John and Martha Cozzens
Information comes from Emily Almira Rich in the History of Bear Lake Pioneers and has been condensed.
John Cozzens, was born 17 May 1833 at High Cross South Wales, the son of James Cozzens and Diana Thomas. His father worked in the coal mines, where he was accidentally killed at the age of 37. John had very little schooling and went to work in the mines as his father had. At the age of 19 he married his cousin, Martha Cozzens on 5 July 1856 and during the same year, he heard the missionaries and they both accepted the gospel. They left for America from Liverpool on 19 Apr 1856 on the ship Samuel Curling and arrived in Boston 23 June. From here they traveled by rail to Iowa City, made handcarts and arrived in Salt Lake City 2 Oct.
The settled in Hyrum and lived here until the fall of 1863 when they moved to the Bear Lake Valley, spending the winter in Paris under the direction of the Apostle Charles C Rich. John Cozzens with two other men, sawed the first lumber in the valley with a whip saw. It was used in building the meeting house in Paris. They also made seats out of slabs. In the early spring of 1864 he and several others crossed Bear River to the east side of the valley and located on what was then called Clover Creek, later to be called Montpelier. John Cozzens was called to preside over the settlers and was approved by President Rich. Early in the year of 1870, Martha divorced John, moved to Evanston Wyoming, married and lived to be quite old.
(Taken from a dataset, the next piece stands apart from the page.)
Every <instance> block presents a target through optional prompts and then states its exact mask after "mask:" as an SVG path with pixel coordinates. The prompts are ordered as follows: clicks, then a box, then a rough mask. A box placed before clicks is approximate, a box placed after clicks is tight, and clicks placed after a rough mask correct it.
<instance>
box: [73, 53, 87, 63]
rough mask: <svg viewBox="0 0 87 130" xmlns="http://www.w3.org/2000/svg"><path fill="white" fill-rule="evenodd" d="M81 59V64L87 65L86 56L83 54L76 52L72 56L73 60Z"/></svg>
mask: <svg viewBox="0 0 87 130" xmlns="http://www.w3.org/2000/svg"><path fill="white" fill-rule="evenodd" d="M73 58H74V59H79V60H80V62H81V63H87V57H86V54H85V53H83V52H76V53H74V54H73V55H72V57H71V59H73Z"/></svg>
They did not have any children.
On 5 July 1870 John married Emily Almira Merrill and Sarah Jane Perkins in Salt Lake City.
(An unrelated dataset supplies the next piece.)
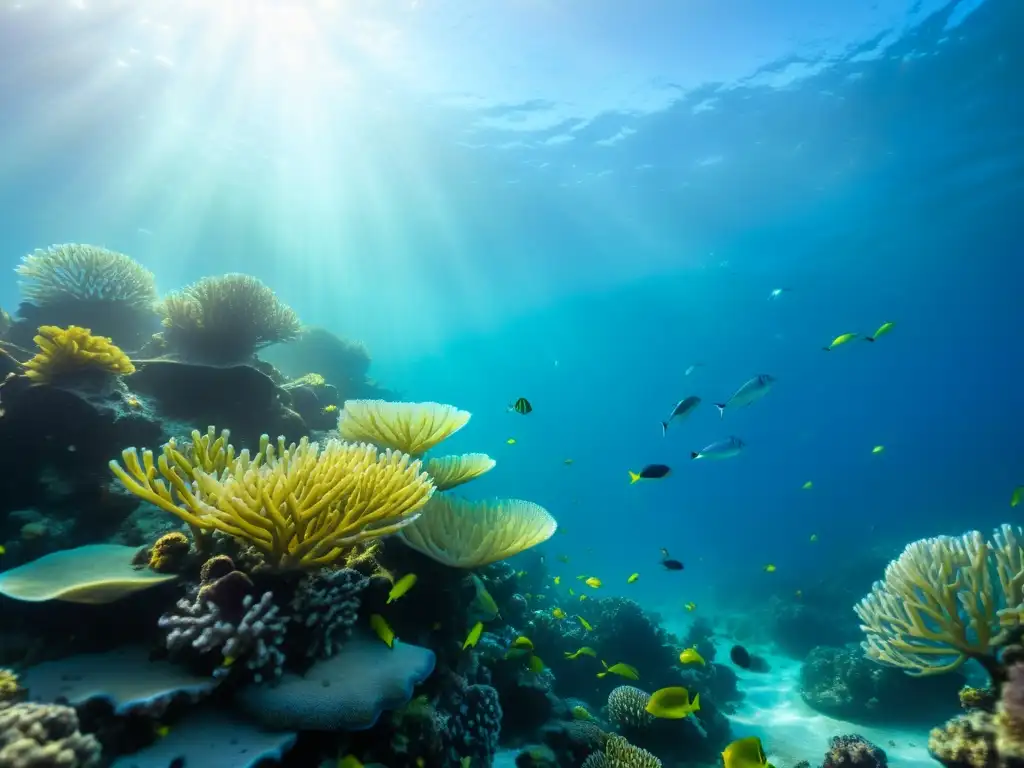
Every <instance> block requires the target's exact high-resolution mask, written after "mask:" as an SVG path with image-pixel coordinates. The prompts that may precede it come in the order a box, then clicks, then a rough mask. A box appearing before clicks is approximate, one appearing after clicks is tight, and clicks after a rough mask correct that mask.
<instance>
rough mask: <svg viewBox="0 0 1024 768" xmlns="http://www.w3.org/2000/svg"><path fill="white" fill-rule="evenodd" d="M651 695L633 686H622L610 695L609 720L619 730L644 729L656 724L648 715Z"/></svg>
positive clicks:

Children of John Cozzens and Emily Almira Merrill
1. Emily Almira Cozzens b-7 May 1871 in
Montpelier; d-6 Jan 1954 in Ogden
2. James Dudley Cozzens b-26 Feb 1873 in Montpelier; d-23 June 1901
3. William Ernest Cozzens b-19 June 1876 in Montpelier; d-14 Jan 1938 in Montpelier
4. Lucy Cozzens b-19 Dec 1877 in Montpelier; d-4 May 1879
5. Oren Mose Cozzens b-15 Jan 1881 in Montpelier; d-9 Feb 1968
6. Mark Cozzens b-9 July 1883 in Montpelier; d-13 Apr 1949 in Ogden
7. Earl Lavon Cozzens b-7 Aug 1888 in Montpelier; d-30 Oct 1969
Children of John Cozzens and Sarah Jane Perkins
1. John William Cozzens b-3 Feb 1873 in
Montpelier; d-26 Sep 1916 in Lovel Wyoming
2. Sarah Dianna Cozzens b-24 Feb 1875 in Montpelier; br-26 Apr 1949
3. Matthew Cozzens b-21 Sep 1878 in Montpelier; d-17 Oct 1969 in Powell Wyoming
4. David Richard Cozzens b-25 Aug 1882 in Montpelier; d-12 Aug 1965 in Salt Lake City
5. Luke Cozzens b-6 Feb 1884 in Montpelier; d-16 Oct 1906
6. Joseph Francis Cozzens b-22 May 1886 in Montpelier; d-26 Feb 1964 in Powell Wyoming
7. Paul Cozzens b-19 Nov 1888 in Montpelier; d-19 Oct 1960
8. Milton Jesse Cozzen b-3 Apr 1891 in Fairview Wyoming; d-22 Jan 1923
9. Martha Lepries Cozzens b-12 July 1894 in Montpelier; d-21 Oct 1955
9. Golden Cozzens b-24 July 1896 in Montpelier; d-19 Apr 1907
In the early days John did freighting from Montpelier to Evanston and other forts. He owned a large hand coffee mill and this was used to grind grain for the colony before grist mills were built. For several winters he carried the United States mail from Montpelier to Soda Springs. It was under his presidency that the town of Montpelier was laid out, ditches made, fields fenced and cultivated, roads and bridges built. He operated the first ferry across Bear River between Montpelier and Paris and through his influence the Montpelier Co-op Store was organized. With Joseph M Phelps they graded contract work between Montpelier and Soda Springs for the Oregon Short Line Railroad.
In 1890 John was arrested for living in plural marriage and served six months in the Boise penitentiary with a fine of $300. On his return home in May 1890 he and Sarah Jane and family moved to Big Horn Wyoming. In early September 1905 he was stricken with typhoid fever and died 13 Oct 1905. He son Luke died the same night. Emily died 2 Aug 1923 in Montpelier and Sarah Jane died 10 Feb 1925 in Billings Montana.